Quasifree States in Some One-Dimensional Quantum Spin Models

We use numerical methods to investigate the $SU_q(N)$ Perk–Schultz spin chain at the special quantum parameter value $q=-e^{i\pi/N}$. We discover simple laws applicable to a considerable part of the Hamiltonian spectrum, which in particular contains the energy of the ground state and the nearest excitations. The phenomenological formulas obtained resemble formulas for the spectrum of the free-fermion model. We formulate several hypotheses, some of which can be justified by constructing exact solutions of the system of Bethe-ansatz equations for finite-length chains. We obtain two sets of solutions of these equations. The first corresponds to the special value of the quantum parameter $q$ and, in particular, describes the model ground state, which is antiferromagnetic. The second set of solutions describes a part of the spectrum belonging to the sectors where the numbers $n_i$ of particles of different types ($i=0,1,\dots,N-1$) do not exceed unity for all the types except one.
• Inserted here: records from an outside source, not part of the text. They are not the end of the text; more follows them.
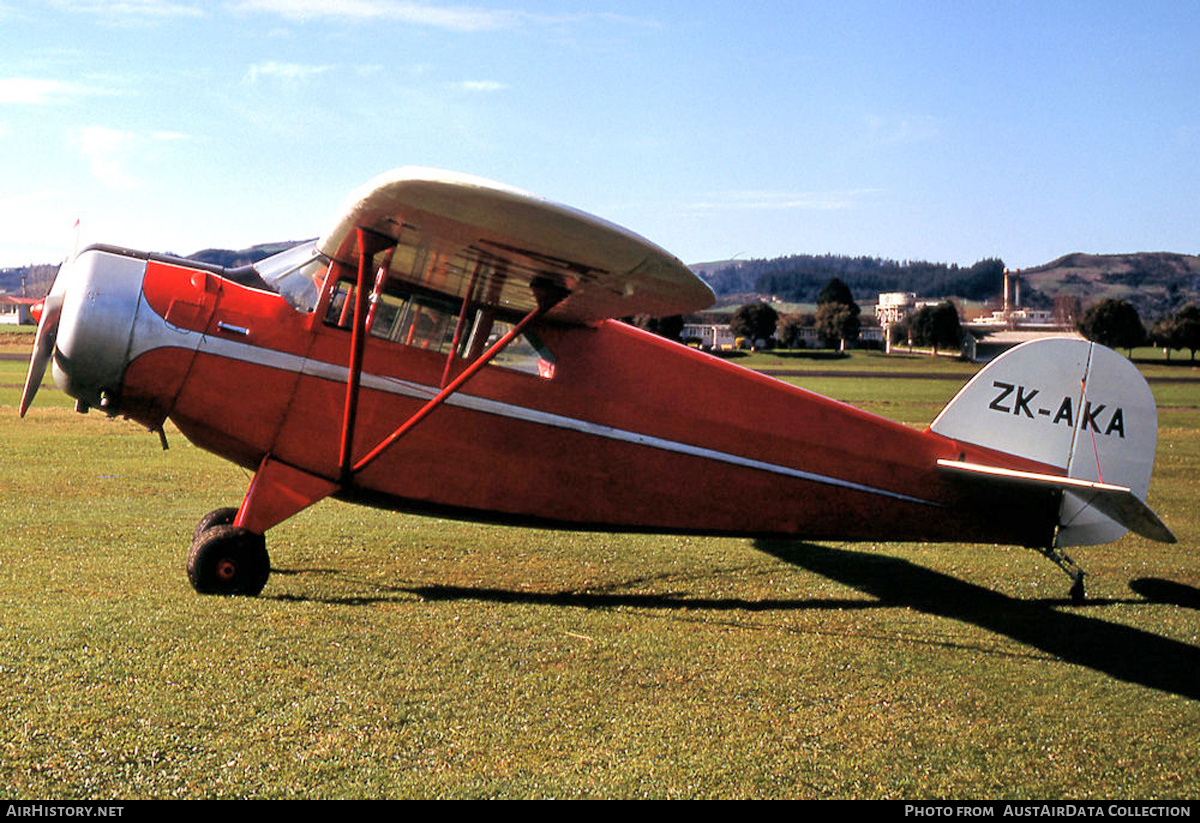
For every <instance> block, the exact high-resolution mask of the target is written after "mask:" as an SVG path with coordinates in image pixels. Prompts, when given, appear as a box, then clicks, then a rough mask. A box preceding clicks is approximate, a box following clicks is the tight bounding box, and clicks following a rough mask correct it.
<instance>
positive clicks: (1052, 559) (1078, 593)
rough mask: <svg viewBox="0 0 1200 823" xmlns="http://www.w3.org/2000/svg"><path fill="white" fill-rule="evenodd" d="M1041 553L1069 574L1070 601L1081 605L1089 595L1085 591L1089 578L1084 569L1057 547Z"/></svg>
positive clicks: (1067, 575) (1051, 547) (1041, 548)
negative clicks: (1047, 557)
mask: <svg viewBox="0 0 1200 823" xmlns="http://www.w3.org/2000/svg"><path fill="white" fill-rule="evenodd" d="M1038 551H1039V552H1042V554H1044V555H1045V557H1048V558H1049V559H1050V560H1051V561H1052V563H1054V564H1055V565H1056V566H1058V567H1060V569H1062V570H1063V571H1064V572H1067V577H1069V578H1070V590H1069V593H1068V594H1070V601H1072V602H1073V603H1081V602H1084V600H1085V599H1086V597H1087V593H1086V591H1085V590H1084V577H1086V576H1087V572H1085V571H1084V570H1082V569H1080V567H1079V566H1078V565H1075V561H1074V560H1072V559H1070V558H1069V557H1068V555H1067V554H1066V553H1064V552H1063V551H1062V549H1060V548H1058V547H1057V546H1050V547H1048V548H1039V549H1038Z"/></svg>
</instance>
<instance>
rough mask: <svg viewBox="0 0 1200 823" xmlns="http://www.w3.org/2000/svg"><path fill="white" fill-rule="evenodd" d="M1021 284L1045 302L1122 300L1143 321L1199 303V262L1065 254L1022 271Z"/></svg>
mask: <svg viewBox="0 0 1200 823" xmlns="http://www.w3.org/2000/svg"><path fill="white" fill-rule="evenodd" d="M1021 280H1022V281H1024V283H1025V284H1027V286H1028V287H1031V288H1032V289H1034V290H1036V295H1046V296H1048V298H1049V299H1050V300H1051V301H1052V299H1054V298H1055V296H1057V295H1069V296H1075V298H1079V299H1080V300H1081V301H1082V302H1084V304H1085V305H1086V304H1090V302H1094V301H1097V300H1102V299H1104V298H1120V299H1123V300H1128V301H1129V302H1132V304H1133V305H1134V306H1135V307H1136V308H1138V313H1139V314H1140V316H1141V319H1142V320H1144V322H1150V320H1153V319H1156V318H1159V317H1162V316H1164V314H1169V313H1171V312H1174V311H1176V310H1178V308H1181V307H1182V306H1183V305H1186V304H1188V302H1200V257H1198V256H1195V254H1172V253H1169V252H1142V253H1139V254H1079V253H1076V254H1066V256H1063V257H1060V258H1058V259H1057V260H1055V262H1052V263H1048V264H1045V265H1042V266H1034V268H1032V269H1025V270H1022V271H1021ZM1022 288H1025V287H1022ZM1022 296H1024V293H1022Z"/></svg>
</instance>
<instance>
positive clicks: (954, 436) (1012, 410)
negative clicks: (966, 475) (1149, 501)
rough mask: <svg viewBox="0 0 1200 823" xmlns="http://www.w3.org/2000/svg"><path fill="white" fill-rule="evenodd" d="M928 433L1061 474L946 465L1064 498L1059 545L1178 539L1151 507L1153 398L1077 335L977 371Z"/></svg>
mask: <svg viewBox="0 0 1200 823" xmlns="http://www.w3.org/2000/svg"><path fill="white" fill-rule="evenodd" d="M930 431H932V432H935V433H937V434H942V435H944V437H949V438H954V439H955V440H962V441H965V443H973V444H977V445H982V446H988V447H990V449H996V450H1000V451H1004V452H1008V453H1012V455H1016V456H1019V457H1025V458H1028V459H1032V461H1037V462H1039V463H1044V464H1046V465H1050V467H1052V468H1055V469H1058V470H1060V471H1062V473H1064V475H1066V476H1063V477H1060V476H1057V475H1055V474H1051V473H1030V471H1007V470H996V469H995V467H984V465H964V464H958V465H955V464H953V463H950V462H946V461H941V462H940V464H941V465H942V468H943V469H946V470H948V471H968V473H972V474H973V475H976V476H988V477H990V479H992V480H994V481H995V482H998V483H1025V485H1042V486H1046V487H1054V488H1057V489H1058V491H1061V492H1062V503H1061V505H1060V509H1058V531H1057V535H1056V537H1055V545H1057V546H1084V545H1088V543H1103V542H1109V541H1110V540H1116V539H1117V537H1120V536H1121V535H1123V534H1124V533H1126V530H1127V529H1132V530H1134V531H1138V533H1139V534H1142V535H1145V536H1147V537H1152V539H1154V540H1162V541H1166V542H1174V541H1175V536H1174V535H1172V534H1171V533H1170V529H1168V528H1166V527H1165V525H1163V523H1162V521H1159V519H1158V517H1157V516H1156V515H1154V512H1153V511H1151V510H1150V509H1148V507H1147V506H1146V504H1145V503H1144V501H1145V499H1146V491H1147V489H1148V487H1150V474H1151V470H1152V469H1153V465H1154V446H1156V444H1157V440H1158V412H1157V409H1156V407H1154V397H1153V395H1152V394H1151V391H1150V386H1148V385H1146V380H1145V378H1142V376H1141V373H1140V372H1139V371H1138V370H1136V368H1135V367H1134V365H1133V364H1130V362H1129V361H1128V360H1127V359H1126V358H1122V356H1121V355H1120V354H1117V353H1116V352H1114V350H1111V349H1108V348H1105V347H1103V346H1099V344H1097V343H1090V342H1087V341H1085V340H1078V338H1070V337H1054V338H1046V340H1039V341H1032V342H1030V343H1024V344H1021V346H1018V347H1016V348H1014V349H1012V350H1009V352H1007V353H1004V354H1003V355H1001V356H1000V358H997V359H996V360H994V361H992V362H991V364H989V365H988V366H986V367H984V368H983V370H982V371H980V372H979V373H978V374H976V376H974V378H973V379H972V380H971V382H970V383H968V384H967V385H966V386H964V388H962V390H961V391H960V392H959V394H958V395H956V396H955V397H954V400H952V401H950V402H949V404H947V407H946V408H944V409H942V413H941V414H940V415H938V416H937V420H935V421H934V422H932V425H931V426H930Z"/></svg>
For this set, we obtain a simple spectrum at arbitrary values of $q$. It is hypothesized that this spectrum and the solutions of the Bethe-ansatz equations found in a closed form are intimately related to the existence of a special eigenstate for the transfer matrix of the auxiliary inhomogeneous $SU_q(N-1)$ vertex model that is involved in constructing the system of Bethe-ansatz equations of a matrioshka structure. Indirect arguments based on combinatorial properties of the wave function of the relevant state are given to support this hypothesis.